From 'holding' firm, Flipkart turns into 'private' firm for buyout by Walmart
Flipkart, in a regulatory filing, informed ACRA that it concluded a second buyback of shares from a set of its investors for $350.46 million in a transaction that closed on April 27.
The documents filed by Flipkart for regulatory approvals reveal that India's e-tailer major has turned into a private company from a holding firm, ostensibly for a strategic buyout soon by the world's largest retail giant Walmart Inc.
"Documents filed by Flipkart with the Singapore's Accounting and Corporate Regulatory Authority (ACRA) indicate that the holding company has become a private firm - Flipkart Pte Ltd in Singapore where it is registered," news agency IANS quoted business intelligence platform Paper.vc Founder Vivek Durai as saying.
Flipkart, in a regulatory filing, informed ACRA that it concluded a second buyback of shares from a set of its investors for $350.46 million in a transaction that closed on April 27.
"The buyback and the subsequent conversion to private company status appear to be part of a series of steps aimed at easing a proposed acquisition by Walmart," IANS quoted Chennai-based Durai as saying.
Though the buyback was on April 27, Flipkart filed the documents on May 3. It has obviously paid from the $2.5-billion funds it raised from Soft Bank Vision Fund, Microsoft, E-Bay and other investors last year.
"The buyback will enable the e-commerce giant to bargain for a favourable deal with the US-based Walmart, which is eyeing a majority or controlling equity stake in it to foray into the multi-billion-dollar Indian retail space," a market analyst told IANS earlier.
The e-commerce major purchased 18,95,574 redeemable preference shares and 1,74,319 non-redeemable preference shares for $350.46 million from a set of investors in a transaction that closed on April 27.
The decade-old firm's first buyback of shares was on December 7, 2017 when it spent a whopping $869.15 million to buy 72,83,175 redeemable preference shares and 23,01,456 non-redeemable preference shares at $85.3 per share.
"As the company needs to have 50 shareholders to become a private entity, 94 of the 144 shareholders would have exited in the twin buyback rounds, while the remaining, would have partially (15-50 per cent) sold their equity stake," hinted Durai.
According to another analyst who declined to be named, Flipkart has converted into a private firm so that Walmart could come on board as a strategic investor for controlling stake after the exit of so many institutional and individual investors.
"The deal between Flipkart and Walmart is a done thing, as evident from the exit of majority of its investors.

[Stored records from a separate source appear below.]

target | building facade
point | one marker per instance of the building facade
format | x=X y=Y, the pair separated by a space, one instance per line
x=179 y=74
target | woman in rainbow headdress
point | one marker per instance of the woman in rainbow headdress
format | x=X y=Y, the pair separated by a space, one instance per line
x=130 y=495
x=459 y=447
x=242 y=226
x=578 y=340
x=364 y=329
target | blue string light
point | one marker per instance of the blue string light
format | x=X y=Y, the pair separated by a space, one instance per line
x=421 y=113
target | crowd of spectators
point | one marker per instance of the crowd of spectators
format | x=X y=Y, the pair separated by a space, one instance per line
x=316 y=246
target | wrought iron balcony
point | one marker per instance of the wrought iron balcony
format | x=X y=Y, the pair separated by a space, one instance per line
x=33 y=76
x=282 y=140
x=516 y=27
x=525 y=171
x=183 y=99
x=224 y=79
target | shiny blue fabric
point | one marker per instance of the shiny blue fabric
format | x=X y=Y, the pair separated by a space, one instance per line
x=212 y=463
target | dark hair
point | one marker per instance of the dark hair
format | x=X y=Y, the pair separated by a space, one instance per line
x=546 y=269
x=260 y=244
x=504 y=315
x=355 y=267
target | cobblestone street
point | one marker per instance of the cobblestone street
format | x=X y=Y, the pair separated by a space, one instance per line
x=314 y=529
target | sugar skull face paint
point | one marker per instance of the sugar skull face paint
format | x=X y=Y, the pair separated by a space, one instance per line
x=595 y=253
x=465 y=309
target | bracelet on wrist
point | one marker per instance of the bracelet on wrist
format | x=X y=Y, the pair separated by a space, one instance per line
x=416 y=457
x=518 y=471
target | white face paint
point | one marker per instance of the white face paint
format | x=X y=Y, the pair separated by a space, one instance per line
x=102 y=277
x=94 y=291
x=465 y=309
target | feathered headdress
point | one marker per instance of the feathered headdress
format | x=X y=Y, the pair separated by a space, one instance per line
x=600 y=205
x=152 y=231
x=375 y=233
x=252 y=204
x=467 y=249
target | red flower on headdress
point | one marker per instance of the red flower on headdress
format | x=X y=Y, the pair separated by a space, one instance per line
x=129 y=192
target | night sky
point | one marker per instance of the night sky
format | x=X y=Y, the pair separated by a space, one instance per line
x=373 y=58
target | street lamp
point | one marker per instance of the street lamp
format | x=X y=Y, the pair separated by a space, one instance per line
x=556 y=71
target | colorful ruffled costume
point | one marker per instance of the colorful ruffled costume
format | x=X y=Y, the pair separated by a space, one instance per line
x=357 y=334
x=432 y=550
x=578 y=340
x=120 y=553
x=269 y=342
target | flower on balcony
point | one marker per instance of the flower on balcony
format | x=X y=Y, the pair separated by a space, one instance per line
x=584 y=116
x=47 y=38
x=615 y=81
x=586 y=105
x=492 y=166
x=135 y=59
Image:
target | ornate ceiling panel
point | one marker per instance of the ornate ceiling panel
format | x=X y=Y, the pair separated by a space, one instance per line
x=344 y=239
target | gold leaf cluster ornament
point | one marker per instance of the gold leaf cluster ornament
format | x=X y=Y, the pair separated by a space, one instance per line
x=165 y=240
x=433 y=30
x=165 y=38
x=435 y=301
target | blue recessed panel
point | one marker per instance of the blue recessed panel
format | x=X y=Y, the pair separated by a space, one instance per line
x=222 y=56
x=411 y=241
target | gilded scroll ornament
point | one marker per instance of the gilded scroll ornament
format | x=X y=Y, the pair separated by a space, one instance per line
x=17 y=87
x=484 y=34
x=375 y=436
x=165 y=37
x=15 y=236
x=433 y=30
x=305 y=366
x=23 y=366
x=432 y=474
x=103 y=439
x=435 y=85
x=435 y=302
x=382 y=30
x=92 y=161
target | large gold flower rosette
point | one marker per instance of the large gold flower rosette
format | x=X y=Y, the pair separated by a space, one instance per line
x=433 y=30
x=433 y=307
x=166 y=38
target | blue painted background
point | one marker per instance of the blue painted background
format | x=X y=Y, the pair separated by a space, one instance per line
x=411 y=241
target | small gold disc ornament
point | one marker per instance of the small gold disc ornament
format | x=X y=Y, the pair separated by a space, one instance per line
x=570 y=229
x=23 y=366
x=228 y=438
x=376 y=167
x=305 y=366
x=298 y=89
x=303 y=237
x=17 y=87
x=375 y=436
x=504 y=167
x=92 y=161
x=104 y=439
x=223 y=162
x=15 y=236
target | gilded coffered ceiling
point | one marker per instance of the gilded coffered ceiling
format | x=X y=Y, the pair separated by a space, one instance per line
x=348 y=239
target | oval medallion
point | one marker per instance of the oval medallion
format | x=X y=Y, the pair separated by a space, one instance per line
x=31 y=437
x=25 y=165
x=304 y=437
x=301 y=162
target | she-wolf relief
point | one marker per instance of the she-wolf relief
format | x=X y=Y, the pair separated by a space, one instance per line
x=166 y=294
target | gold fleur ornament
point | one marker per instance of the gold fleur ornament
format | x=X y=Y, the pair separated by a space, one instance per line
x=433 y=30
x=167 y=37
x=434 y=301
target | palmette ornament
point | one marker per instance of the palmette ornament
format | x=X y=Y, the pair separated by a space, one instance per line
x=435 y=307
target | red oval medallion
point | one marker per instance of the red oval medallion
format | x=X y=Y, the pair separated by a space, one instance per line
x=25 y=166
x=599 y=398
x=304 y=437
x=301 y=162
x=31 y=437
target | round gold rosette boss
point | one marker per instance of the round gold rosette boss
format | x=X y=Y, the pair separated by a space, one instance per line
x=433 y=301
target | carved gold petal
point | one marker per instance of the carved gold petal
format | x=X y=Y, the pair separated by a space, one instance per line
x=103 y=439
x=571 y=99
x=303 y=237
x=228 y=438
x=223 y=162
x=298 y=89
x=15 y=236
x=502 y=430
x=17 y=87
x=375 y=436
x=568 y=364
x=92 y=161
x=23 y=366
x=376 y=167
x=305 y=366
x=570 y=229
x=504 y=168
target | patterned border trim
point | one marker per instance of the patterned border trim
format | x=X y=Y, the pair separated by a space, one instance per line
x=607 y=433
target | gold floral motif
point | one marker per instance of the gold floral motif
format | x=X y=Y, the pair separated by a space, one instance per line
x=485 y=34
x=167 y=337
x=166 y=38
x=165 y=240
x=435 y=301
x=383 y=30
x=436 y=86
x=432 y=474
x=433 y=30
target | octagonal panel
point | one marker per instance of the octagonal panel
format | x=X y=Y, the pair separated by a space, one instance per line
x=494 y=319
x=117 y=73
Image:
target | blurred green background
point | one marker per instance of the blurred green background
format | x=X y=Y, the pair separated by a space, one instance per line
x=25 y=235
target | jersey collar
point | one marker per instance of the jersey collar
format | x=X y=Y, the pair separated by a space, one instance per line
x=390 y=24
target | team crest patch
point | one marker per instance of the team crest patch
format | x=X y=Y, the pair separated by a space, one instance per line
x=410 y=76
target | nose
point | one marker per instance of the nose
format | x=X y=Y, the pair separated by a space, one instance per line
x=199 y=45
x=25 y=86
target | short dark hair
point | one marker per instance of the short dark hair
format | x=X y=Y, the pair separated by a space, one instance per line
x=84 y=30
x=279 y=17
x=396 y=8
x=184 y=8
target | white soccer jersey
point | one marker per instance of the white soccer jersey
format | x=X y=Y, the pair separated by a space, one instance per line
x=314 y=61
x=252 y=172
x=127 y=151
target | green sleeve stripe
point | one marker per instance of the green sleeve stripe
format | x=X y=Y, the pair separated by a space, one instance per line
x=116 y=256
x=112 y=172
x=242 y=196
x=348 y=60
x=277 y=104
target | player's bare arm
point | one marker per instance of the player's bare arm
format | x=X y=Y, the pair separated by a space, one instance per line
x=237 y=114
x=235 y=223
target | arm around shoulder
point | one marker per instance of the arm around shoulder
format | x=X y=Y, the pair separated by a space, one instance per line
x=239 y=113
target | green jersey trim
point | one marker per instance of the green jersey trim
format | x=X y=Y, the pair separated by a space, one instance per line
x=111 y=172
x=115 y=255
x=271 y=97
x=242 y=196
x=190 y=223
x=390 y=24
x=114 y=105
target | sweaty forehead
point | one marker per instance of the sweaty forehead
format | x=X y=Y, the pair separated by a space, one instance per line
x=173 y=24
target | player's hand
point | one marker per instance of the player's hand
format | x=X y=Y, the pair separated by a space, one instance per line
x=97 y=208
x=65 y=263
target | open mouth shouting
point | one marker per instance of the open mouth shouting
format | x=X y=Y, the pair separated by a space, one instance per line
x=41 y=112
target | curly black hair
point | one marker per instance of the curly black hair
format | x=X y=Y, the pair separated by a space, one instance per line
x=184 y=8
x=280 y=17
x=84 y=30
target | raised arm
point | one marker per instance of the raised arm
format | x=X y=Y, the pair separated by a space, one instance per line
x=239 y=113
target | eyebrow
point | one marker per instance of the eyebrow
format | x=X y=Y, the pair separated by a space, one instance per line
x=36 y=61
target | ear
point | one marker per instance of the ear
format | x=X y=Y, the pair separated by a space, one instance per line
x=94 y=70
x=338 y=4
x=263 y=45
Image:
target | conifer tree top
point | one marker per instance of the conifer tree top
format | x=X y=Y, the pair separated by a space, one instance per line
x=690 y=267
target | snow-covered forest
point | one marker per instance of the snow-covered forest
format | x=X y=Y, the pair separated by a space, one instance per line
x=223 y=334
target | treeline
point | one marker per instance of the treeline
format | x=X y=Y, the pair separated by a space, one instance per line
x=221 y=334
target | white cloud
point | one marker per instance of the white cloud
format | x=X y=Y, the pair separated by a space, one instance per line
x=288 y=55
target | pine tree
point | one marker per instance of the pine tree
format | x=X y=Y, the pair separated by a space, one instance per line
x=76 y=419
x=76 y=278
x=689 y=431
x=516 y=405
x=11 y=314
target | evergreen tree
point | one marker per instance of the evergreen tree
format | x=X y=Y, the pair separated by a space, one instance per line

There is no reason otherwise for it to turn into a private firm after being a holding company over a decade," hinted the analyst.
"Walmart has been losing ground to Amazon in their traditional US market, while Flipkart in India has managed to maintain its lead, albeit slender, over Amazon. It's not surprising that Walmart wants to take over Flipkart, which has built an exceptional engineering talent at many levels of operations," affirmed Durai.
"Flipkart, which raised $6.11 billion in 18 rounds of funding since 2009 and bought back over 26 lakh shares worth $1,320 million ($1.32 billion) places its valuation at $17.69 billion," said Durai.
The valuation is based on the buyback price the holding firm paid to investors, including premium.
With institutional investors holding majority of the combined stake, ranging between 20.79 per cent (highest) by Soft Bank and 6.11 per cent by E-Bay (lowest), the share of co-founders Sachin Bansal and Binny Bansal is 5.5 per cent and 5.25 per cent.
According to the filings, the company also bought shares from its present and former employees on December 13, 2017 for $100 million that were given as stock options.
Of the major institutional investors and venture partners, besides Soft Bank, Tiger Global has 20.55 per cent stake, Nasper 12.83 per cent, Accel Partners 6.44 per cent and Tencent 5.69 per cent among others.